The Voluntary Carbon Markets Integrity Initiative (VCMI) has launched a set of global guidelines to enable companies to make more credible climate statements on the carbon credits they purchase to offset their greenhouse gas emissions.
The non-profit international body on Wednesday published its “claims code of practice”, a rule book for companies to follow when making climate benefit claims. Compliance with the code is voluntary.
“The claims code fills a critical gap, bringing integrity to the demand-side of voluntary carbon markets,” it said in a statement. The code is the result of over 12 months of road testing by around 70 mostly multinational companies, a series of public consultations and multi-stakeholder collaboration, it added.
While voluntary carbon markets have the potential to help fill the financing gap for climate mitigation, especially in developing nations, it can only be realised if they operate with high integrity, the organisation said in the claims code document.

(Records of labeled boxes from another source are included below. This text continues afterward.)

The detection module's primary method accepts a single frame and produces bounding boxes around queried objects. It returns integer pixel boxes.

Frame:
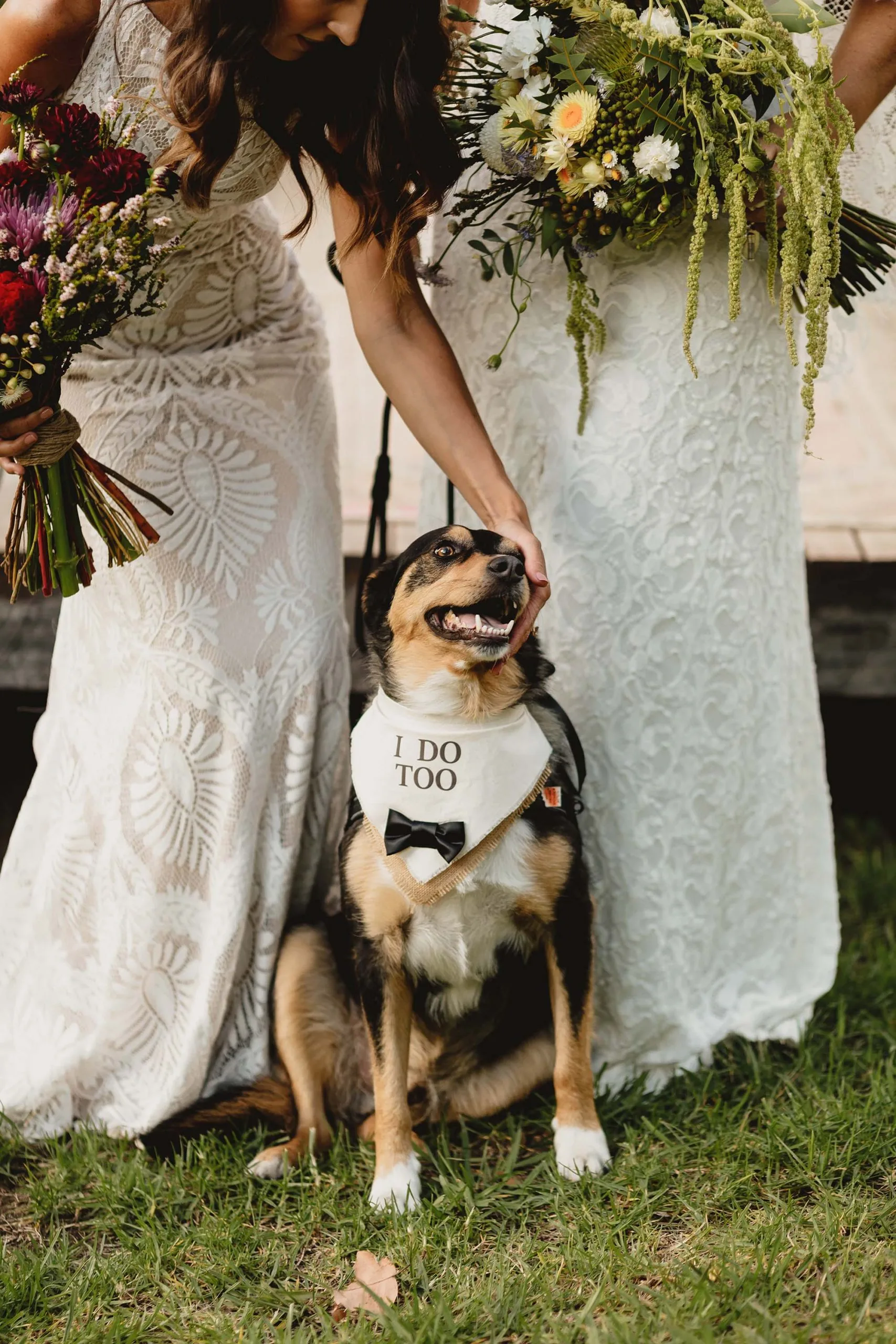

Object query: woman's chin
[263,34,310,60]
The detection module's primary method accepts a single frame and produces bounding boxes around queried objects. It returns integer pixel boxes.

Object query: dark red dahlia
[35,102,99,172]
[0,159,47,194]
[0,79,47,117]
[0,270,41,336]
[75,148,149,206]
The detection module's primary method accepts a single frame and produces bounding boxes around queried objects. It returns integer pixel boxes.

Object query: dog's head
[363,526,553,716]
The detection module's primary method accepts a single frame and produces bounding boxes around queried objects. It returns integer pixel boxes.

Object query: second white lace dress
[0,0,348,1135]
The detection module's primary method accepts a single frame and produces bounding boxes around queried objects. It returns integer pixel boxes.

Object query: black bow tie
[383,808,466,863]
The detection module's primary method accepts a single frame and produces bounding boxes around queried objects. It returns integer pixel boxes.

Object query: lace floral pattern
[420,196,838,1085]
[0,0,348,1135]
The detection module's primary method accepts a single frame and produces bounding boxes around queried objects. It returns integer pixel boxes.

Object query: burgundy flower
[75,148,149,206]
[0,159,47,192]
[35,102,99,172]
[0,270,41,336]
[0,79,47,117]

“This means that carbon credits must be generated by activities that truly go beyond business-as-usual and benefit host communities – the supply side – and that their use increases overall greenhouse gas mitigation rather than substituting for existing actions – the demand side,” it said.
“Without clear high integrity rules for both aspects, voluntary carbon markets will rightly continue to be viewed with suspicion, companies will be afraid to invest, and their potential will be lost.”